Build a Golden Evaluation Set First

python
# 50-100 hand-crafted question-answer pairs specific to your domain
golden_set = [
    {
        "question": "What is the return policy for electronics?",
        "expected_answer": "Electronics can be returned within 30 days with original packaging.",
        "answer_contains": ["30 days", "original packaging"],
        "source_doc": "returns_policy.pdf",
    },
    # ... more pairs
]

Automated Evaluation with RAGAS

python
from ragas import evaluate
from ragas.metrics import faithfulness, answer_relevancy, context_recall
from datasets import Dataset

def evaluate_system(system_fn, golden_set: list[dict]) -> dict:
    results = []
    for item in golden_set:
        output = system_fn(item["question"])
        results.append({
            "question": item["question"],
            "answer": output["answer"],
            "contexts": output.get("contexts", []),
            "ground_truth": item["expected_answer"],
        })

    dataset = Dataset.from_list(results)
    scores = evaluate(dataset, metrics=[faithfulness, answer_relevancy, context_recall])
    return scores

# Evaluate RAG
rag_scores = evaluate_system(rag_pipeline.query, golden_set)

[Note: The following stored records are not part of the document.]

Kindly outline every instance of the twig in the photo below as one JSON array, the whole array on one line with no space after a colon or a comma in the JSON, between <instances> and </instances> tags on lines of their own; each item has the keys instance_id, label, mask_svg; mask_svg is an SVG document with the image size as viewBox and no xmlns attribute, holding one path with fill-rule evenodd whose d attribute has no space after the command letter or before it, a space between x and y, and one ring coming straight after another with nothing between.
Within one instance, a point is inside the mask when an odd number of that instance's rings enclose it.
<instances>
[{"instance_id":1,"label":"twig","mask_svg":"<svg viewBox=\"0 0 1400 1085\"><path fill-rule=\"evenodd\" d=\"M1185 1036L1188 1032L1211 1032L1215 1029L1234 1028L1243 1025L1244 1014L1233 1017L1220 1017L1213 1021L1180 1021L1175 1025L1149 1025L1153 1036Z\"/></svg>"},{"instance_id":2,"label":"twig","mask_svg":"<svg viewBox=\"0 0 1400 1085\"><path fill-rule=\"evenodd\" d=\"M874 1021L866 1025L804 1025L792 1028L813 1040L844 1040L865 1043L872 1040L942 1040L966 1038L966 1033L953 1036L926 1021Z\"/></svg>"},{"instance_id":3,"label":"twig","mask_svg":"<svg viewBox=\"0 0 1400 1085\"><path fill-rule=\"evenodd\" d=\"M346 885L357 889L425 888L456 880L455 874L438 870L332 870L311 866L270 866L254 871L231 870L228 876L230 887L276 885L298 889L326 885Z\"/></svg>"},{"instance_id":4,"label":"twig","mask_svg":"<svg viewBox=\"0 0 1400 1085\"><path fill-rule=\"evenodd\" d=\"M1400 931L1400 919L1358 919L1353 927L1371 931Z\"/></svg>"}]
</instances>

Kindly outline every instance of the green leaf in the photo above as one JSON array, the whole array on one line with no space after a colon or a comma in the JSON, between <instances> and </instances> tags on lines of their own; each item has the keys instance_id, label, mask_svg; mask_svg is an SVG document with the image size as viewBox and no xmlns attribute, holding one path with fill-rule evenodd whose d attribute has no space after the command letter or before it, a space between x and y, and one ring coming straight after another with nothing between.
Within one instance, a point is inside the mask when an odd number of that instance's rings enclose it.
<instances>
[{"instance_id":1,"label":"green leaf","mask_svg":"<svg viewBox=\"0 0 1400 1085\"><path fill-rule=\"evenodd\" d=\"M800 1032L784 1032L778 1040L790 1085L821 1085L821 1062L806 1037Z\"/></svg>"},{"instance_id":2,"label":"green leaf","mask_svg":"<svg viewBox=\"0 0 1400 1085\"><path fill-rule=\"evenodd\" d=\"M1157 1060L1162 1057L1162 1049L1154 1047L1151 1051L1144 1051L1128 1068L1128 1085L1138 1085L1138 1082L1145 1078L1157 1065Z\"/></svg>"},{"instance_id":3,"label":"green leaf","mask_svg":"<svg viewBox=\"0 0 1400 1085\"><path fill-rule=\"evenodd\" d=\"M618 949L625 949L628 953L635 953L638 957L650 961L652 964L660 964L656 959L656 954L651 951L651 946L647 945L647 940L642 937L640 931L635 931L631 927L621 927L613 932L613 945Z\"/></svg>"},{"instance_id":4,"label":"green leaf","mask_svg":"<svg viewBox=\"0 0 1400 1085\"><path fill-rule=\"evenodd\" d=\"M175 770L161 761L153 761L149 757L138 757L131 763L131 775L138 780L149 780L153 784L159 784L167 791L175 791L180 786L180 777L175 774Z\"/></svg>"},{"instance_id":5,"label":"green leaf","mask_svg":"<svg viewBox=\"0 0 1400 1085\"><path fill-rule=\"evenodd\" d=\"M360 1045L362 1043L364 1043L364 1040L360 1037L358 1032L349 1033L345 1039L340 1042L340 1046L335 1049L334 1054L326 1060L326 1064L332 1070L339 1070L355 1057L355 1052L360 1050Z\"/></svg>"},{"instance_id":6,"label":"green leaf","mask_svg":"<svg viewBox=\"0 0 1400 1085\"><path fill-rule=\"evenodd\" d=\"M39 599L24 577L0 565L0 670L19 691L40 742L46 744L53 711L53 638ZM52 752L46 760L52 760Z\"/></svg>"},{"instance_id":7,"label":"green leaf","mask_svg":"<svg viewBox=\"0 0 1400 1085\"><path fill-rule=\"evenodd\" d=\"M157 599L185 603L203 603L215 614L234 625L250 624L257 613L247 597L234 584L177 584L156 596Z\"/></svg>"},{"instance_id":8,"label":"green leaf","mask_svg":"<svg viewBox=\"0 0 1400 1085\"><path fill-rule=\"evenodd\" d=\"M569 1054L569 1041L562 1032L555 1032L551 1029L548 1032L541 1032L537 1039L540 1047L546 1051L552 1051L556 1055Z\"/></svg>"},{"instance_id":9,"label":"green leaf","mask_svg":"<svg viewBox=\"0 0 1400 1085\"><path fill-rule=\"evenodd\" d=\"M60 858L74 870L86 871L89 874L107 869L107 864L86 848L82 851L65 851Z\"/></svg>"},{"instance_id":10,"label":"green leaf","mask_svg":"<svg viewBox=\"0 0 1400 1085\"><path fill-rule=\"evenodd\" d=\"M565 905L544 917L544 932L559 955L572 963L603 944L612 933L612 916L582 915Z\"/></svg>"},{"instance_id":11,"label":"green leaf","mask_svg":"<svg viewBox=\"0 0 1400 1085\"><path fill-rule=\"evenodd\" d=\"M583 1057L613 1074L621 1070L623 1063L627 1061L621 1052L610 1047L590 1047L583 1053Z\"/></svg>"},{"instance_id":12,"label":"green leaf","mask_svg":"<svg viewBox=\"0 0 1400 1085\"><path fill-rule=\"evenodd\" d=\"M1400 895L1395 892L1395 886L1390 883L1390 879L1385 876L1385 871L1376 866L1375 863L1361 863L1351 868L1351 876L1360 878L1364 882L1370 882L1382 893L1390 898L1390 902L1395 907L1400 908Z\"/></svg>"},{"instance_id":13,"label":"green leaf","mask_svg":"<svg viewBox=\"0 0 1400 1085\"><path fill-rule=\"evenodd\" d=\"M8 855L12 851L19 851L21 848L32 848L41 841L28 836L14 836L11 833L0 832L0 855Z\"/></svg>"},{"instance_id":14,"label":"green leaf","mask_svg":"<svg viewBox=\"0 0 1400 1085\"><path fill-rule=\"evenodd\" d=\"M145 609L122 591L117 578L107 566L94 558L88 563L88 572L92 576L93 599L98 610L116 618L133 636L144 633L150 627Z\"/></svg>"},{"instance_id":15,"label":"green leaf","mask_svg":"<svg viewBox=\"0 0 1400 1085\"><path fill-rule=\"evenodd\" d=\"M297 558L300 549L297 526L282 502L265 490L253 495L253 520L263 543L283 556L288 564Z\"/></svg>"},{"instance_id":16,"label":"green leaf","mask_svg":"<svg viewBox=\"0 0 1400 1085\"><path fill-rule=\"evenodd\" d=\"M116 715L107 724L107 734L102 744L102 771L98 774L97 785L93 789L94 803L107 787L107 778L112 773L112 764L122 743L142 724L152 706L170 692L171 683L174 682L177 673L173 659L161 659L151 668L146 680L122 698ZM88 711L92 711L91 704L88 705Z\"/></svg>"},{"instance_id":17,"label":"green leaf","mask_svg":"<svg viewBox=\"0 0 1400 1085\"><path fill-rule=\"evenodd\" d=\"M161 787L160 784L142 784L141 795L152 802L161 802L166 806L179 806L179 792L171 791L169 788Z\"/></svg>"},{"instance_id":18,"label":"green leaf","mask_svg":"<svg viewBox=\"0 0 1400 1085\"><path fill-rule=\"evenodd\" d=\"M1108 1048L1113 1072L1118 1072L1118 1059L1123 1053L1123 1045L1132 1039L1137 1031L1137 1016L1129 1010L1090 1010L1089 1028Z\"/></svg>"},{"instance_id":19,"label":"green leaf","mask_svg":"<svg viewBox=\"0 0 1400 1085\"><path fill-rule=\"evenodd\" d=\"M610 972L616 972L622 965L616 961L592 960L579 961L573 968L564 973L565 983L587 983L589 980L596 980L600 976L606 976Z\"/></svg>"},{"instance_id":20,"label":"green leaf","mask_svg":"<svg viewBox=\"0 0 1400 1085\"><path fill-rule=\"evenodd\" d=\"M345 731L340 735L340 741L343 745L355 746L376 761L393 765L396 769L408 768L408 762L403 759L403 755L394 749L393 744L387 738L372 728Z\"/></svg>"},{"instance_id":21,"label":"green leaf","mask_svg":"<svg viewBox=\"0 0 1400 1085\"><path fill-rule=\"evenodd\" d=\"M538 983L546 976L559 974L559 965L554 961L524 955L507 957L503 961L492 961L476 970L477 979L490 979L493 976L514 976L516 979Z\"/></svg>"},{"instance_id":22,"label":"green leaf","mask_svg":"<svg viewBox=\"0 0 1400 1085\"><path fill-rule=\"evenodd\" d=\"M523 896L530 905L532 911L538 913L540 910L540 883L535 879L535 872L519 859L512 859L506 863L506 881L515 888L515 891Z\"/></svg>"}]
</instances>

# Evaluate Fine-tuned model (no retrieval)
ft_scores = evaluate_system(finetuned_model.query, golden_set)

print(f"RAG:       faithfulness={rag_scores['faithfulness']:.3f}, relevancy={rag_scores['answer_relevancy']:.3f}")
print(f"Fine-tuned: faithfulness={ft_scores['faithfulness']:.3f}, relevancy={ft_scores['answer_relevancy']:.3f}")

Business Metrics to Compare

python
import time

def benchmark_systems(queries: list[str], n_runs: int = 10) -> dict:
    metrics = {"rag": {}, "fine_tuned": {}}

    for system_name, system_fn in [("rag", rag_fn), ("fine_tuned", ft_fn)]:
        latencies = []
        for query in queries:
            start = time.perf_counter()
            result = system_fn(query)
            latencies.append(time.perf_counter() - start)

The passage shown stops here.